March 2, 2008
Take Off the Blinders and See
by Rev. Dr. Jim Carlson
John 9: 1-17
Opening Illustration: (Slide) “After doctors in Ireland said there was nothing
more they could do, McNichol heard about a miracle operation called
Osteo-Odonto-Keratoprosthesis (OOKP) being performed by Dr Christopher Liu at
the Sussex Eye Hospital in Brighton in England.
The technique, pioneered in Italy in the 1960s, involves creating a support for
an artificial cornea from the patient's own tooth and the surrounding bone.
The procedure used on McNichol involved his son Robert, 23, donating a tooth,
its root and part of the jaw.
McNichol's right eye socket was rebuilt, part of the tooth inserted and a lens
inserted in a hole drilled in the tooth.
The first operation lasted ten hours and the second five hours.
"It is pretty heavy going," McNichol said. "There was a 65 percent chance of me
getting any sight.
"Now I have enough sight for me to get around and I can watch television. I have
come out from complete darkness to be able to do simple things," McNichol said.
Blindness vs. Seeing in John
Community experienced: loss of congregation, expulsion from the synagogue,
disbelief.
Way to deal with being isolated – write stories about Jesus.
Tell the story
Story tells us something about the way you and I perceive God.
Relationship with God predicated on obeying a set of rules. God as Father –
rules our own parents set down for us.
Our fixation on details can cause us to discount the religious experience of
others. Sometimes we react in a parental manner.
Sometimes the religious experience of others is really a new work of God in the
world.
Jesus was a replacement for the law – everything to do with God went through
Jesus.
I wonder if we get so caught up in the details of what we think being a
Christian is that we miss the bigger picture, which is Jesus himself.
Final Illustration: Nelle Morton – Executive Secretary of the Fellowship of
Southern Churchmen. Postwar North Carolina.
Nelle worked with group to build a Credit Union to assist people who were losing
homes and business to loan sharks.
Just before the project was completed, members from a similar group they had set
up from Virginia, black and white, came to celebrate with them.
Word went through town. Town reacted by assembling 400 people to harass them.
Including police and sheriff.
Whole group got word they were coming and spent the night hidden in the tall
grass near the camp.
This community would have identified itself as strict, devout Christians. But
they were unable to see that God was doing something new in their community.

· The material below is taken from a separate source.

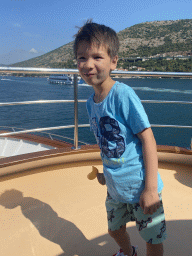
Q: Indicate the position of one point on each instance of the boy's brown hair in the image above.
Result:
(98, 35)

Their fixation with assigning white people and black people to a particular
place in society and enforcing those roles blinded them from seeing the divine
work of justice taking place.
You and I are challenged every day by blinders which keep us from seeing the
range of possibilities God has opened to us.
This passage challenges us to take another look at our own lives, at our own
religious experience, and say, “What am I missing?”
As we think about ourselves, our religious experience, our interaction with our
children, as we reflect on the news, as we think about what’s happening at our
place of employment, we should not be asking ourselves, “How can I fit this into
what I already know about God?”
We should be saying to ourselves, “Is God doing something new here? How can I
get out of the way so that it can happen? How can I help bring it along? How can
I share the good news with other people?”
I’m going to ask the organist to come forward and play the final hymn, “Open my
Eyes”. As we sing this, I want you to ask God to open your eyes to something in
your life that you haven’t been seeing clearly.